The intent of the presentation of the documentary UpRivers was a lot different than what Brent Murphy of KSM [Seabridge] portrays, who wasn’t even at the event (letter published June 6).
As with the Telkwa coal mine, our main concerns are around water and salmon. As with the Mt. Polley mine disaster, the main concerns are around long-term impacts to water and salmon. As with Seabridge’s KSM mine, there are concerns about water and salmon, especially given the waste facilities and scope and scale of the project.
The message from the documentary and the presentation by Jacinda Mack was that given mining will continue and demands even increase for products like copper as we transition to a green energy economy, we need to and can do better. In a system that allowed for the Mount Polley disaster to happen with no charges or fines or justice for impacted communities, things must change. And at a time when our salmon runs are struggling, we need to do all we can to minimize risks and cumulative effects to our watersheds.

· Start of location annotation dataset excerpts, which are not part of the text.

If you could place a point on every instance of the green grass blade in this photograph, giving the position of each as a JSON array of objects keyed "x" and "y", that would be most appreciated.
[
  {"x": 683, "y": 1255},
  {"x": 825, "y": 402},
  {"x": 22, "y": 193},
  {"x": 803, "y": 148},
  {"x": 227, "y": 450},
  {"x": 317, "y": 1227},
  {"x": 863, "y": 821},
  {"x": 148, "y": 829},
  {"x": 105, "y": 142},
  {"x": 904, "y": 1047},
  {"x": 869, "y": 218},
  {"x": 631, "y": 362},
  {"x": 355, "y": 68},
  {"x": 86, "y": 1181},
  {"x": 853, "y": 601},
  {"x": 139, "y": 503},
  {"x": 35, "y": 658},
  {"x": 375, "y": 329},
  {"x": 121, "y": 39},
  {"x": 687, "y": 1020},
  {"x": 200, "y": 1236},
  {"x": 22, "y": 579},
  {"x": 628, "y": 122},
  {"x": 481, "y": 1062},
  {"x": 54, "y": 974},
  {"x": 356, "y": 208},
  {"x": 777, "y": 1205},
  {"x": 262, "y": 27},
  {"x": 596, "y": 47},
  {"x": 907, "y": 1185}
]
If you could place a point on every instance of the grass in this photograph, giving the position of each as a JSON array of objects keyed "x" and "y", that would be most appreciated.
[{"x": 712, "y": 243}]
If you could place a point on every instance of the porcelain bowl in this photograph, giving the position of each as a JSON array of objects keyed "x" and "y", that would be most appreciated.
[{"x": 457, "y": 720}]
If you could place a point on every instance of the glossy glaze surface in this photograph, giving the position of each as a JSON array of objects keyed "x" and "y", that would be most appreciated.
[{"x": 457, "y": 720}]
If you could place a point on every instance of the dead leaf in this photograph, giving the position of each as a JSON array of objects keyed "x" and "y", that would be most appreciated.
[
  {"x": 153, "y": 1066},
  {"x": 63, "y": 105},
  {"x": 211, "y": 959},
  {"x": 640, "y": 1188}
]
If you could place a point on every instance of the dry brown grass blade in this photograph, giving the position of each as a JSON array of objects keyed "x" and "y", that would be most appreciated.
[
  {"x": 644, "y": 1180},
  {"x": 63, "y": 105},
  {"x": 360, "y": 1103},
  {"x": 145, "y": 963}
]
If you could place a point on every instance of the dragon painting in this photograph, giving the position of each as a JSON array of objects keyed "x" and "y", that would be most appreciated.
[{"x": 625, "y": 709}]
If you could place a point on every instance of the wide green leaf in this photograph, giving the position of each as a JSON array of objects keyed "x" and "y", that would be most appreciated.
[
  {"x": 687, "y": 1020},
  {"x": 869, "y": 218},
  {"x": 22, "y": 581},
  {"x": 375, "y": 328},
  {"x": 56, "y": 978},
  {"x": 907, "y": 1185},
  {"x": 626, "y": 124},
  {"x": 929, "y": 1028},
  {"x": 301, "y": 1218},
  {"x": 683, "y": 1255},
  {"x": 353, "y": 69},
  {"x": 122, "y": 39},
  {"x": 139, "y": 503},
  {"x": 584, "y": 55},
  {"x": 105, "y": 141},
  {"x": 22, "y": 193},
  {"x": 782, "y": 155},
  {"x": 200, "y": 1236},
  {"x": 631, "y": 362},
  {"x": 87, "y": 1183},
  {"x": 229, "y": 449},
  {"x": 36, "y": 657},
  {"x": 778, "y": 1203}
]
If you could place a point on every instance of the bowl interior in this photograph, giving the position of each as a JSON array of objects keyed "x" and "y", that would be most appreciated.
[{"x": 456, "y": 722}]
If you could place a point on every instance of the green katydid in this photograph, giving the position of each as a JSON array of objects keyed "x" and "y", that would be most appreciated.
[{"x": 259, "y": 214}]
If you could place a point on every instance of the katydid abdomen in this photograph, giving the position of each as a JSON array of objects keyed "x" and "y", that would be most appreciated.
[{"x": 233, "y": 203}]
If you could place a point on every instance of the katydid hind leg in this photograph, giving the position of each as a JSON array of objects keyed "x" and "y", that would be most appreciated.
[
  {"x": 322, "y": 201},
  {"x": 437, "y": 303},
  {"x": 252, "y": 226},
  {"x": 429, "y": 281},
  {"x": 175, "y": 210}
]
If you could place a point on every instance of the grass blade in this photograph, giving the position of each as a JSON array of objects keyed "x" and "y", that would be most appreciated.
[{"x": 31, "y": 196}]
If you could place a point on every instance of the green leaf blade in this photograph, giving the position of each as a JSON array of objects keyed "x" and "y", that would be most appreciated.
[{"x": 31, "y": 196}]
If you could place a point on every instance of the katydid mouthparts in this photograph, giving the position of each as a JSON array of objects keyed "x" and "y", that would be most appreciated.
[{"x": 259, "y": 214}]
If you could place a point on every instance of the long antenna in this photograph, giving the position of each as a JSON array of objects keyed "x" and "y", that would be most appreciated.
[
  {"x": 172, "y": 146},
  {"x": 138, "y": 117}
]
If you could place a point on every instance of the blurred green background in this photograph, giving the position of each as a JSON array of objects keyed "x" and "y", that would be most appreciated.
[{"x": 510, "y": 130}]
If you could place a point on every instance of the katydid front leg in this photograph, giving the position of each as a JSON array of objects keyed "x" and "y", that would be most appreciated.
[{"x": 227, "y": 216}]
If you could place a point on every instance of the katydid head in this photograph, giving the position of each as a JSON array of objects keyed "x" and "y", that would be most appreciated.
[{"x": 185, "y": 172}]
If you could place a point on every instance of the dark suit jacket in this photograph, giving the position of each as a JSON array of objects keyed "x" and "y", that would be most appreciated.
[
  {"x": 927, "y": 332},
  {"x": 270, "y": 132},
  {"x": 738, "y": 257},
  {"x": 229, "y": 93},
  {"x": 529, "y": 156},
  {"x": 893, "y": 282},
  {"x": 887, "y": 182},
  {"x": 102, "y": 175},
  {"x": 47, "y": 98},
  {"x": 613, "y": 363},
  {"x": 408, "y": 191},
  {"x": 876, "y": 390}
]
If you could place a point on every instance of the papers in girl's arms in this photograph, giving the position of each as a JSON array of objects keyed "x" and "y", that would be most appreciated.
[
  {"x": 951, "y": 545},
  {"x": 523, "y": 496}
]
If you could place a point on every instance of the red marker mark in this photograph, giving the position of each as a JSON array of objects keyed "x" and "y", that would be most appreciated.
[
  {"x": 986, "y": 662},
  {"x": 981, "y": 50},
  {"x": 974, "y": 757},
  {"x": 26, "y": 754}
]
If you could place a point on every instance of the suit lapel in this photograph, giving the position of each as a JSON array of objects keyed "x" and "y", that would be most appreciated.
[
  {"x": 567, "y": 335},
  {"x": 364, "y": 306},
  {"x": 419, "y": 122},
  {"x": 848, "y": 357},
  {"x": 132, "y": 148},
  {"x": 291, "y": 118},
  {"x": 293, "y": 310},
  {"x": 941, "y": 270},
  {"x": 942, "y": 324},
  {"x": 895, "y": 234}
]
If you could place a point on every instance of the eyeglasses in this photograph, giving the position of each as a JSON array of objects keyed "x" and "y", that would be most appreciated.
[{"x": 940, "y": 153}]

As the representative from KSM who was there stated, it’s important for people to demand better of the industry. And I agree. Left to their own devices, mining companies will always try to cut costs and maximize profit.
Where a mine is proposed and what waste and water treatment are planned matter a lot and require the consent of indigenous peoples and local communities. It’s up to all of us to make sure we demand better and have clean water for generations to come.